Upon making my way over to the birds exit route it all became clear as to their preference for this corridor. They could easily walk down a dim path, across a shallow stream, onto hardwood bench and out into a large field. Sitting down against a blow down I
spent two-plus hours getting acquainted with this piece of real estate and began to make a plan for the next day. After a lengthy inward debate I finally picked out the exact tree I would sit against come morning. The final remaining piece to my plan was how I would get to this spot using the proverbial ‘back door?’ I continued my investigation by walking the game trail, which eventually
led me to a road that I would be able to use to quietly access my newfound ambush in the dark.


At 2 A.M. I was suddenly awoken with a thought reverberating in my head, “Don’t cross the stream!” What in the world is that
suppose to mean? As I laid there for an hour, trying figure it out, it continued to make no sense to me. Dismissing the thought I arose, ate and departed for the Old Man’s domicile. In the dark I made my way down the road, reached the location where the game trail emerged from the woods and began walking toward the stream; all the while attempting to perform my best rendition
of a white-tailed deer in the act of browsing.

When I reached the edge of the stream, the very words that woke me earlier returned with even greater impact, “Don’t cross the stream!” Now it had my attention, and I began to look for an alternative set-up. In the darkened wood I picked out a large birch tree
growing against a stone wall to sit against. As the sky began to brighten and the first gobbles could be heard just over the hill, I realized that the ash tree next to me offered a better shot angle and a bit more ground cover. Timing my short move to the height of the gobbling, I quickly, although tentatively switched my position.

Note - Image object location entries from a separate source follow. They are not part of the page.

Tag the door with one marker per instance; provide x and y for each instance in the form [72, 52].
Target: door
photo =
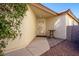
[41, 27]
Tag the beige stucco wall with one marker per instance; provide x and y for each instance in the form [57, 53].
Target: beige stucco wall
[70, 21]
[60, 26]
[41, 26]
[28, 30]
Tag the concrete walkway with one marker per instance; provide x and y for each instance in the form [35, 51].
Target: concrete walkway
[52, 41]
[37, 47]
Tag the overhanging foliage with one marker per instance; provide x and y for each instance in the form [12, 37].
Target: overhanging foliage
[11, 15]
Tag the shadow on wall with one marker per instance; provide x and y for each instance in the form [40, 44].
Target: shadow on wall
[73, 35]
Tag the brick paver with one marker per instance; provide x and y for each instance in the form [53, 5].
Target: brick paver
[65, 48]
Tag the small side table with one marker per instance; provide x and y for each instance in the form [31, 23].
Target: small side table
[51, 33]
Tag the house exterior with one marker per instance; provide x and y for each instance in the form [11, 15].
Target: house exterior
[38, 21]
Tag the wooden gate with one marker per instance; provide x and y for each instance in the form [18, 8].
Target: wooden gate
[73, 33]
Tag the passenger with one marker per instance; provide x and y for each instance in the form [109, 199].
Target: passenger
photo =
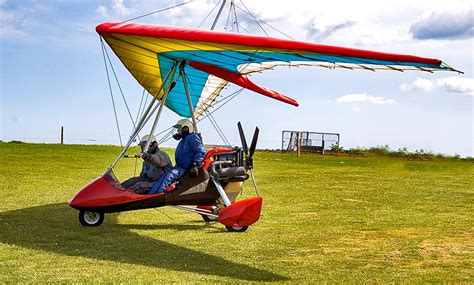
[155, 163]
[189, 156]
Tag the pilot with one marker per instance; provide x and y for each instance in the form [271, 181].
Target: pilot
[155, 163]
[189, 156]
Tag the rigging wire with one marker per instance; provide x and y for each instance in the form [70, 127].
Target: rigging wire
[227, 20]
[232, 7]
[110, 89]
[250, 13]
[218, 129]
[216, 126]
[158, 11]
[120, 88]
[217, 4]
[140, 106]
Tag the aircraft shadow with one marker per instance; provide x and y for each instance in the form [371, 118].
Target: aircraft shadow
[55, 228]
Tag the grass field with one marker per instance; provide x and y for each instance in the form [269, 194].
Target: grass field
[325, 218]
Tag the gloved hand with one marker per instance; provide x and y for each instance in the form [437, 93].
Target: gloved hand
[194, 171]
[145, 155]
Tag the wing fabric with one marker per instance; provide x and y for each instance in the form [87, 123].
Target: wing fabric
[216, 58]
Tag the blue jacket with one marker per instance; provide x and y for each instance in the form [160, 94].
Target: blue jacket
[190, 151]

Once the birds were on the ground their gobbles became muffled indicating that instead of pitching out on the top as had been the norm, they dropped into the ravine. I sat there dismayed and more than a bit baffled silently muttering, “Disappointed again.”
At that low moment I doggedly determined to sit tight, at least for an hour and see what plays out. In the words of Archibald Rutledge, “At such a time a man has to use all the headwork he has. And in hunting I had long since learned that that often means not to do a darn thing but to sit tight.” And that is exactly what I did for the next 30-minutes.

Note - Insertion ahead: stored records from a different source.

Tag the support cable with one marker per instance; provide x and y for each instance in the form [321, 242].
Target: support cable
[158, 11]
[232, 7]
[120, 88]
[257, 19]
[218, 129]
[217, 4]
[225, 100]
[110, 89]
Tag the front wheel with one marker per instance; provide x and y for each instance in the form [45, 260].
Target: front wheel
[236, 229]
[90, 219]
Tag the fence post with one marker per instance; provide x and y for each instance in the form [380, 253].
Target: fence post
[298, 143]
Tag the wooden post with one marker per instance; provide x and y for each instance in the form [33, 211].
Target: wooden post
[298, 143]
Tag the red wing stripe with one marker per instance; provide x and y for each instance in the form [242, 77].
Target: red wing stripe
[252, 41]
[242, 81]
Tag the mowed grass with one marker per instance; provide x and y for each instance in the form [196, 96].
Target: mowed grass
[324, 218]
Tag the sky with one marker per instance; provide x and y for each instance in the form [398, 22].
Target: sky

And then out of the silence, from top side I heard the yelps of a hen and before long; she was heading down onto the trail and directly at me. When she got to within 5-yards she stopped and looked me over good. It was then that my left leg, the very limb my gun was resting atop began to shake and quiver like a dead aspen leaf in a stiff breeze. Involuntary, can’t explain it and the harder I tried to stop it, the more it continued to shake. Perhaps Rutledge was right when he penned, “At such a time, when the hunter has to wait his chance, he has a good opportunity to get excited.”

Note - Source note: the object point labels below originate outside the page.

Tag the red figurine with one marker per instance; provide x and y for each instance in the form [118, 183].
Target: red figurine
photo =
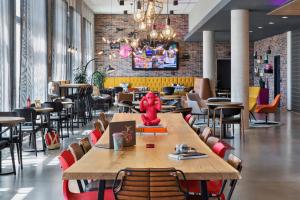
[151, 104]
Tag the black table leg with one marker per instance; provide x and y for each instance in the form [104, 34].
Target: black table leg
[101, 190]
[204, 193]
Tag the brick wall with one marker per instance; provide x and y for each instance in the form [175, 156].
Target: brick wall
[278, 44]
[192, 67]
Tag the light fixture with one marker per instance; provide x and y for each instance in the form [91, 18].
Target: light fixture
[142, 26]
[139, 15]
[168, 32]
[153, 34]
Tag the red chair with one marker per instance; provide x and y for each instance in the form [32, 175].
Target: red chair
[187, 118]
[66, 160]
[219, 149]
[95, 136]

The hen took two more steps and stopped near my rattling left leg and at the same time, I began to hear the putt of another hen directly behind me; “this is not looking good,” I thought. And then, like the spectacular, breathtaking beauty of the sun that has just broken the horizon in its entire glowing splendor, the Old Man came over the top of the rise following the exact line of the hen. As he closed the distance to the half way point, he suddenly stopped, perhaps assessing the situation, maybe he thought something amiss, but rather than depart he casually strolled a few steps to his left, still looking…


Finally, at long last this grand bronzed king was before my gun, and from 18-yards distance my sixes hit the mark squarely ending the Old Man’s Kingly reign. Of special note and of particular interest was, had I not listened to the voice in my head and crossed
the stream to sit where I’d originally planned, getting a shot would have been difficult at best. It’s always best to listen to that ‘still small voice.’

 The Old Man weighed 20 pounds, had a 9-inch broomed beard and sported 1 ¼ -inch spurs. By all accounts he is minimally a
four-year old and quite possibly five. Either way, this hard won formidable foe will ever be a cherished memory for as long as I pursue this grand bird.